For circa six months I've been using Ubuntu as my primary operating system. And I love it. If only Killian would quit sending me m4p files, I'd wipe Windows from my desktop computer entirely.

That aside, when Apple releases MacBooks with the new OS X Leopard installed, I'll be buying one. I've never owned and Mac and have been heretofore uneasy using them. It's mostly a lot of trepidation concerning that one-button mouse. If current industry standard is two buttons and a wheel, and if they tout the OS X as the most advanced operating system on the planet (as Sun Microsystems does their Solaris—hmm...), doesn't it seem a little incongruous that your primary method of interacting with the machine is so unhandy? It's like they offer you the Navigator, but you have to drive it with penguin flippers rather than hands.

But it's based on FreeBSD (its mascot is a daemon for a reason), which means that beneath all its suave bubbles and GUIliciousness, it's running Unix. Which means that, at the command line, I'll be able to issue it the same commands as I've been using with Linux and Solaris.

Is this a regressive move—an expensive step backwards—from Linux to OS X?

Who cares. What I really want to talk about is this article. Summary: Mr Bookspan, a Mac man, uses some 3rd-party application which exposes a hidden system folder, /usr*, which he doesn't know anything about and deletes. And then asserts that it's to Apple's shame that he can "still cripple" his computer.

It's possible to cripple iPods too. Believe it.

Irrespective of the reason Mr Bookspan's /usr directory became exposed, it's a universally bad idea to get rid of things you aren't certain you don't need. And it's a universally good idea to research unfamiliar things. Not knowing what the directory was, he should have looked into it. Or at least opened it.

But people have done stupider things.

What I'm more concerned with, though, is his indignation toward the sort of power he has over his machine—toward Apple's brazen decision to sell a thing that he and people like him have the power to destroy.
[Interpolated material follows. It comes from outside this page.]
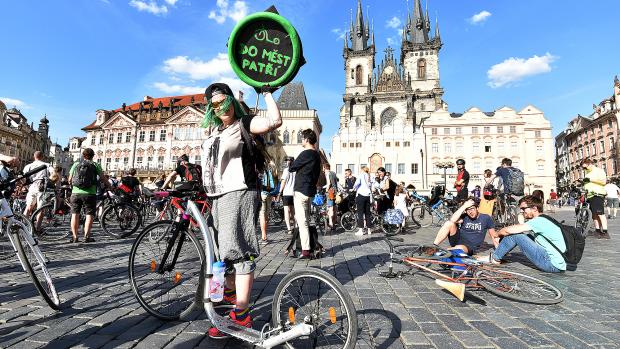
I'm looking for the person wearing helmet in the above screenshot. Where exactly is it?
[454,159,469,202]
However tragic it might be to get a call from mom, weeping hysterical because she trashed her registry and now her machine won't boot and she lost five years of photos and grandpa's autobiography and your younger brother's mp3 collection and oh wow how all those hours' work and memories are lost and all that family time's just gone poof and God damn I didn't mean to but I read on a site somewhere there was this handy feature I could install... it'd be even more tragic if we as consumer culture were so fearful of exploration and edification and so willy-nilly concerning of the consequences of our actions that we not only tolerated but demanded that kind of insolence, that kind of imposition of restrictions, from our machines. Because then they wouldn't be our machines. They'd be Big Brother boxes the manufacturers let us use, given certain conditions.

Ahem, excuse me, user, but it appears you're trying to block Behavior-Driven Endorsed Product/Service Notifications, aka "pop-up ads". This is not recommended.

Ahem, excuse me, user, but it appears you're trying to view or create content considered pornographic or similarly unsavory.

Ahem, excuse me, user, but it appears you're trying to convert a DRM-protected file into an unprotected format.

Ahem, excuse me, user, but we recommend you use TrustedApp©-Approved™ MSNeOffice© for all your productivity and entertainment needs. Do you want to make MSNeOffice© Suite™ your default omni-file manager? No? Yes you do.

Ahem, excuse me, user, but it's nearly midnight. Please promptly finish what you're doing and prepare for system shutdown. And beddy-by.

There are plenty of master-slave relationships in computing—the most pertinent being the one between you and your computer. It's your slave. You issue commands and it obeys you. We as progressive culture abolished that sort of relationship between people a long time ago.

The flow of control should remain from user to machine, not from manufacturer to user via the machine.